Oral
in
Workshop: Mathematics of Modern Machine Learning (M3L)
Active-Dormant Attention Heads: Mechanistically Demystifying Extreme-Token Phenomena in LLMs
Tianyu Guo · Druv Pai · Yu Bai · Jiantao Jiao · Michael Jordan · Song Mei
Keywords: [ transformers ] [ attention sink ] [ language models ] [ mechanistic interpretability ]

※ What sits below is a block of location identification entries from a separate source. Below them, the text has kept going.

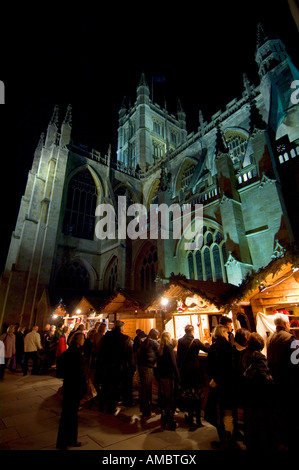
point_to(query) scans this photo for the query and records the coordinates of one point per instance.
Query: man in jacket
(115, 353)
(192, 374)
(285, 372)
(32, 344)
(147, 355)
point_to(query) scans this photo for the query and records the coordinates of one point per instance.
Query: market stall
(199, 303)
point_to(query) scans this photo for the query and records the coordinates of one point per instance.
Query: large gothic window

Sat 14 Dec 8:50 a.m. PST — 5 p.m. PST
We investigate the mechanisms behind three puzzling phenomena observed in transformer-based large language models (LLMs): attention sinks, value-state drains, and residual-state peaks, collectively referred to the extreme-token phenomena. First, we demonstrate that these phenomena also arise in simpler architectures—transformers with one to three layers—trained on a toy model, the Bigram-Backcopy (BB) task. In this setting, we identify an active-dormant mechanism that causes attention heads to become attention sinks for certain domain-specific inputs while remaining non-sinks for others. We further develop a precise theoretical characterization of the training dynamics that lead to these phenomena, revealing that they are driven by a mutual reinforcement mechanism. By small interventions, we demonstrate ways to avoid extreme-token phenomena during pre-training. Next, we extend our analysis to pre-trained LLMs, including Llama and OLMo, revealing that many attention heads are governed by a similar active-dormant mechanism as in the BB task. We further show that the same mutual reinforcement mechanism drives the emergence of extreme-token phenomena during LLM pre-training. Our results study the mechanisms behind extreme-token phenomena in both synthetic and real settings and offer potential mitigation strategies.